Secondly, I somewhat resent the comment that ‘feminism has fostered increased respect for men’s ability and desire to choose greater involvement in family life’. An alternative view is that the rabbits have become bolder now that the foxes have left for work.
Third, I have to wonder briefly how far stay-at-home blokes, like Dene and I, are now eligible to earn potential sainthood serving wafers in the Convent of the Mum?
I don’t think that we should hold our breath for canonization by the feminists.
There is no doubt in my mind that males are the dumber of the two genders but having said that we also try our best to shore up our inadequacies with straightforward inanity and a devil-may-care attitude.
Better that we just take any opportunity that offers to slope off for a pint, chat about the Rugby and ogle the barmaid – halo be damned.

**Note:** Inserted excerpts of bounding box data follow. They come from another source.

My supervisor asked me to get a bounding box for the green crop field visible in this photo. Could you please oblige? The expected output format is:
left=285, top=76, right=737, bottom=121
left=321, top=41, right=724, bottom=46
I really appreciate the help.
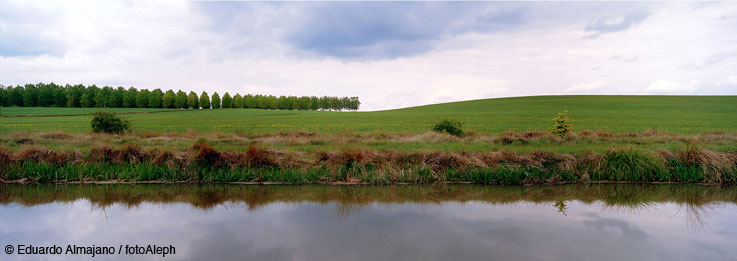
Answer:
left=0, top=107, right=176, bottom=116
left=0, top=96, right=737, bottom=134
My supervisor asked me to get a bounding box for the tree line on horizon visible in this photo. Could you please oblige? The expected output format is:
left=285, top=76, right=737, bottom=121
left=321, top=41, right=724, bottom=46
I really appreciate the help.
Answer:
left=0, top=82, right=361, bottom=111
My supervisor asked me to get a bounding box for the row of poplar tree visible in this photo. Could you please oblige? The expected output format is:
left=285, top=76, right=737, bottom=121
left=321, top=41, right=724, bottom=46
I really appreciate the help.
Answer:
left=0, top=83, right=361, bottom=111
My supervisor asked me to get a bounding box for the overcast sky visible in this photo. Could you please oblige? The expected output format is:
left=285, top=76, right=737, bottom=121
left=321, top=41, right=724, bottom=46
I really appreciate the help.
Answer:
left=0, top=1, right=737, bottom=110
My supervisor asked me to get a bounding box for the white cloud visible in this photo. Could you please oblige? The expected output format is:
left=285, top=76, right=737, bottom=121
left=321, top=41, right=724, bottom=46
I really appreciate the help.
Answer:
left=647, top=80, right=698, bottom=94
left=0, top=2, right=737, bottom=110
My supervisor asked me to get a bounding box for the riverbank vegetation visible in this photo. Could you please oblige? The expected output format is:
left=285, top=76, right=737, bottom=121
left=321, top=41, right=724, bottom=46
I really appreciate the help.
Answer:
left=0, top=140, right=737, bottom=184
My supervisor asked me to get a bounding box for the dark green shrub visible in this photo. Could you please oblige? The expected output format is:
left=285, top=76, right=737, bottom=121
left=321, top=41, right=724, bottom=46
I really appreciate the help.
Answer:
left=90, top=111, right=130, bottom=133
left=550, top=111, right=573, bottom=137
left=432, top=120, right=466, bottom=137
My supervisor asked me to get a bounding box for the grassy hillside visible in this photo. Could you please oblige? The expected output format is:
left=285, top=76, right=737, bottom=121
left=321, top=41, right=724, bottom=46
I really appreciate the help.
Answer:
left=2, top=107, right=176, bottom=116
left=0, top=96, right=737, bottom=134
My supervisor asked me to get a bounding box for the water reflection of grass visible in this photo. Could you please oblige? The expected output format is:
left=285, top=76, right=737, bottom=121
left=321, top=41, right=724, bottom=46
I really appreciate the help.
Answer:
left=0, top=184, right=737, bottom=209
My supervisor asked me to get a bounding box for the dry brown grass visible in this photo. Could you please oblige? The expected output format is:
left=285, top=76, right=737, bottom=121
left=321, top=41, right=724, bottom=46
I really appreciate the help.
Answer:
left=675, top=146, right=735, bottom=183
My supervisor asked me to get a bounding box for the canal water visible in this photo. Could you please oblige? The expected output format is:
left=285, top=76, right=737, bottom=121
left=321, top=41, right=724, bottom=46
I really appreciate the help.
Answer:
left=0, top=184, right=737, bottom=260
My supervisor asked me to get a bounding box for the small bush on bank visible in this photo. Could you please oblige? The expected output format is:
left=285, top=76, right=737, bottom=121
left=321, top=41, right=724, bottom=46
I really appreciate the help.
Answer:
left=90, top=111, right=130, bottom=133
left=550, top=110, right=573, bottom=137
left=432, top=120, right=466, bottom=137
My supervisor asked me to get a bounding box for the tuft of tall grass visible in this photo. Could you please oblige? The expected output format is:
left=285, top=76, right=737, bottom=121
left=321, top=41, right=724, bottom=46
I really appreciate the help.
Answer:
left=592, top=149, right=669, bottom=181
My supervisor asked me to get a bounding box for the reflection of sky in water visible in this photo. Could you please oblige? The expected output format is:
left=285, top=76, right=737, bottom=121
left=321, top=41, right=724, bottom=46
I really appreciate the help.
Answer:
left=0, top=200, right=737, bottom=260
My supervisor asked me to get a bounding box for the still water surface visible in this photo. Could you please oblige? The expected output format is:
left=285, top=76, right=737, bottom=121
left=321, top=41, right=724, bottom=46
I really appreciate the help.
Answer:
left=0, top=184, right=737, bottom=260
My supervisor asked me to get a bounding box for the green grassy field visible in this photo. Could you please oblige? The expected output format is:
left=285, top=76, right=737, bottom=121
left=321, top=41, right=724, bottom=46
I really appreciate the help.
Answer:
left=0, top=96, right=737, bottom=135
left=0, top=107, right=177, bottom=116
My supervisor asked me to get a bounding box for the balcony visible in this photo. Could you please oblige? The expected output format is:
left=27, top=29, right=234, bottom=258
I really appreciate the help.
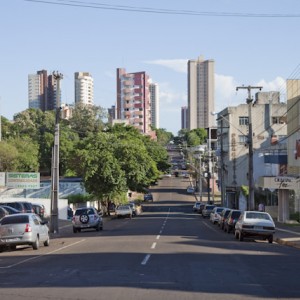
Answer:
left=124, top=103, right=133, bottom=109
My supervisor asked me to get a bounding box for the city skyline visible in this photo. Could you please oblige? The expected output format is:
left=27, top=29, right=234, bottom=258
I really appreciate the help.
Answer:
left=0, top=0, right=300, bottom=134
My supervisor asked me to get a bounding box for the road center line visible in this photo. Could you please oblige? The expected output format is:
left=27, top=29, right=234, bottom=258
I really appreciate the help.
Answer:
left=0, top=239, right=85, bottom=269
left=141, top=254, right=151, bottom=266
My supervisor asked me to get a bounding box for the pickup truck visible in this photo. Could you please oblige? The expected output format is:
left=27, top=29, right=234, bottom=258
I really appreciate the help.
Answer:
left=115, top=204, right=132, bottom=219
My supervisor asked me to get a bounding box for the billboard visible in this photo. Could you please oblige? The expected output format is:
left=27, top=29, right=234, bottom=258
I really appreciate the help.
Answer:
left=6, top=172, right=40, bottom=189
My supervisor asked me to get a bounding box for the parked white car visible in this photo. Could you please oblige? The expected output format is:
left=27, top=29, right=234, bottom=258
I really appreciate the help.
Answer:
left=115, top=204, right=132, bottom=219
left=234, top=211, right=275, bottom=243
left=209, top=206, right=224, bottom=224
left=186, top=186, right=195, bottom=194
left=0, top=213, right=50, bottom=251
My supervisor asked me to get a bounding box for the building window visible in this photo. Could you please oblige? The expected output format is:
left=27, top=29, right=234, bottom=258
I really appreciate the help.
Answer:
left=239, top=135, right=248, bottom=144
left=239, top=117, right=249, bottom=125
left=272, top=116, right=287, bottom=124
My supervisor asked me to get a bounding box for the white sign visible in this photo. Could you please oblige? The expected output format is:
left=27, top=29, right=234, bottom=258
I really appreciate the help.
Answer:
left=260, top=176, right=300, bottom=190
left=6, top=172, right=40, bottom=189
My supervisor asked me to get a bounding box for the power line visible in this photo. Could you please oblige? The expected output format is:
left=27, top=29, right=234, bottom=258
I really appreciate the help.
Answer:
left=24, top=0, right=300, bottom=18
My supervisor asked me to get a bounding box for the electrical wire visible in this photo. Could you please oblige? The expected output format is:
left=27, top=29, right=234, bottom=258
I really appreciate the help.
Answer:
left=24, top=0, right=300, bottom=18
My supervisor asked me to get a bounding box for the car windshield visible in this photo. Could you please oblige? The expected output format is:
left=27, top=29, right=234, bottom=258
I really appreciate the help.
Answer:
left=118, top=206, right=129, bottom=209
left=231, top=211, right=241, bottom=218
left=1, top=215, right=29, bottom=225
left=75, top=208, right=94, bottom=216
left=246, top=212, right=270, bottom=220
left=205, top=205, right=215, bottom=209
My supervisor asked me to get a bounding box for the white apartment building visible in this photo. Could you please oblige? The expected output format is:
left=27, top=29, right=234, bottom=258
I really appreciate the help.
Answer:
left=28, top=74, right=42, bottom=109
left=217, top=92, right=287, bottom=209
left=75, top=72, right=94, bottom=105
left=149, top=83, right=159, bottom=128
left=188, top=56, right=215, bottom=130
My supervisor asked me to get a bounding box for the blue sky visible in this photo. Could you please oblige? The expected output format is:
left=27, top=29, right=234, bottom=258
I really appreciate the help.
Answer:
left=0, top=0, right=300, bottom=134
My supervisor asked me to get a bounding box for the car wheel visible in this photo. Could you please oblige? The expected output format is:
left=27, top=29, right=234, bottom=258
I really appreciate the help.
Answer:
left=79, top=214, right=90, bottom=224
left=268, top=235, right=273, bottom=244
left=239, top=231, right=244, bottom=242
left=32, top=236, right=40, bottom=250
left=44, top=235, right=50, bottom=247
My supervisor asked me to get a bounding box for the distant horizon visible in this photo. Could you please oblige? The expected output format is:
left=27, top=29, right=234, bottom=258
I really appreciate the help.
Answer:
left=0, top=0, right=300, bottom=135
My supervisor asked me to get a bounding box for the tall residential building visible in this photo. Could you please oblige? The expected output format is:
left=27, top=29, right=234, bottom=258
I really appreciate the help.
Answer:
left=188, top=56, right=215, bottom=130
left=116, top=68, right=153, bottom=136
left=181, top=106, right=188, bottom=129
left=28, top=70, right=56, bottom=111
left=75, top=72, right=94, bottom=105
left=149, top=83, right=159, bottom=128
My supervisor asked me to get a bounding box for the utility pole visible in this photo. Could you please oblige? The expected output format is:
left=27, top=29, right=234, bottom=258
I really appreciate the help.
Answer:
left=199, top=153, right=202, bottom=202
left=50, top=71, right=63, bottom=233
left=236, top=85, right=262, bottom=210
left=220, top=118, right=226, bottom=207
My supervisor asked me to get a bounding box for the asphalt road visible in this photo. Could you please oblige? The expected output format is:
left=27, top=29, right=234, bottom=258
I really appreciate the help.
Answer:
left=0, top=177, right=300, bottom=300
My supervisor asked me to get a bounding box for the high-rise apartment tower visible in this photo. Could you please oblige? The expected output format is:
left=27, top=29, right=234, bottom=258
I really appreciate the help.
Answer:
left=149, top=83, right=159, bottom=128
left=75, top=72, right=94, bottom=105
left=116, top=68, right=153, bottom=135
left=187, top=56, right=215, bottom=130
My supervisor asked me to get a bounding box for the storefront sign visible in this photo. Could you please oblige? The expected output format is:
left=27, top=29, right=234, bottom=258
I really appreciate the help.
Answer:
left=259, top=176, right=300, bottom=190
left=6, top=172, right=40, bottom=189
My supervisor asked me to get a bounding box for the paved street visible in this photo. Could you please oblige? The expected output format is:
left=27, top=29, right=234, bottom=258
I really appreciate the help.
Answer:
left=0, top=177, right=300, bottom=300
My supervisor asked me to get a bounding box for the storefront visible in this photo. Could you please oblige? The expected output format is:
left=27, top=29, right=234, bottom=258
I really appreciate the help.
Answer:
left=258, top=176, right=300, bottom=222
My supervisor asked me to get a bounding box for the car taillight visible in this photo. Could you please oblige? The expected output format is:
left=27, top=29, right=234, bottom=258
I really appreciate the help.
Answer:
left=25, top=223, right=32, bottom=232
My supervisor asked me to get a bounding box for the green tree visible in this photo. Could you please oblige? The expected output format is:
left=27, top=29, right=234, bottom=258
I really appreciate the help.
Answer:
left=9, top=136, right=39, bottom=172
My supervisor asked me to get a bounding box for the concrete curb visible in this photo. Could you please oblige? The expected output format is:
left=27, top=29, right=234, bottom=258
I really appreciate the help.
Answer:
left=274, top=238, right=300, bottom=249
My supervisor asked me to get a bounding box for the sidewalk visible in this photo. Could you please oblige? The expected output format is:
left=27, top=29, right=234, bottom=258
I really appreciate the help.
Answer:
left=274, top=222, right=300, bottom=249
left=195, top=192, right=300, bottom=249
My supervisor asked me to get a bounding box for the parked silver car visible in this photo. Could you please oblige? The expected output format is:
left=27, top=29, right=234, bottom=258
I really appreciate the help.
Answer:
left=202, top=204, right=216, bottom=218
left=0, top=213, right=50, bottom=250
left=72, top=207, right=103, bottom=233
left=234, top=211, right=275, bottom=243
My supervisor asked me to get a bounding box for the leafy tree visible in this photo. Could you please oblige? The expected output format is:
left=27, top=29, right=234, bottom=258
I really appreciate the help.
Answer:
left=9, top=136, right=39, bottom=172
left=186, top=128, right=207, bottom=147
left=73, top=133, right=127, bottom=199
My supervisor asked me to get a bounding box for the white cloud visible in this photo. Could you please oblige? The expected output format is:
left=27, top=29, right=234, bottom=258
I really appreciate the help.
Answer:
left=257, top=76, right=286, bottom=93
left=144, top=59, right=188, bottom=73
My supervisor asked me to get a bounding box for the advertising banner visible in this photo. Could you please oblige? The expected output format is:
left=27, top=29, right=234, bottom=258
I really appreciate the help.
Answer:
left=6, top=172, right=40, bottom=189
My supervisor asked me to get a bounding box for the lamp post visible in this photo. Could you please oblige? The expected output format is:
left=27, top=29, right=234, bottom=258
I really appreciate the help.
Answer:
left=50, top=72, right=63, bottom=233
left=236, top=85, right=262, bottom=210
left=211, top=112, right=247, bottom=207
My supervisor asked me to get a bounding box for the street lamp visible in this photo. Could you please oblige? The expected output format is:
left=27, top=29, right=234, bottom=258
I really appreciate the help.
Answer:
left=211, top=112, right=247, bottom=206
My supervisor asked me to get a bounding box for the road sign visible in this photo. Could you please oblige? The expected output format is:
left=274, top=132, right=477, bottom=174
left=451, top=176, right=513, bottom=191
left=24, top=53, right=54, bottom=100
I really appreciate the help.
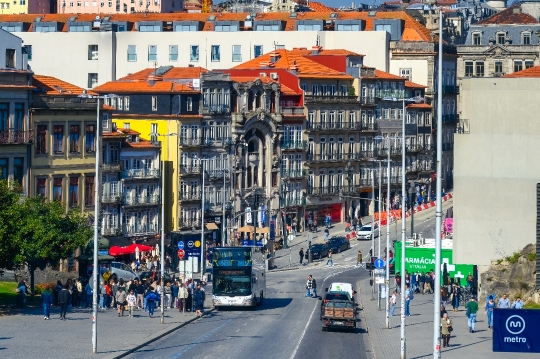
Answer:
left=373, top=258, right=384, bottom=269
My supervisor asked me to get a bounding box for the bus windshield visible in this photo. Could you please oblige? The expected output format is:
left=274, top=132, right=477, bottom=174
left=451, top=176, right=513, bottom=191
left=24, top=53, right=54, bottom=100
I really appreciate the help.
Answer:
left=212, top=269, right=251, bottom=296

As for my own mother perhaps she was a throw-back to an earlier era – though I find it more likely that she was just a twentieth century manifestation of the more “general power which no king or conqueror can cope with.”
Let’s face it, things haven’t changed that much. It’s about the survival of the fittest – and if a man says a woman looks fit, it just shows that he doesn’t know what he is talking about.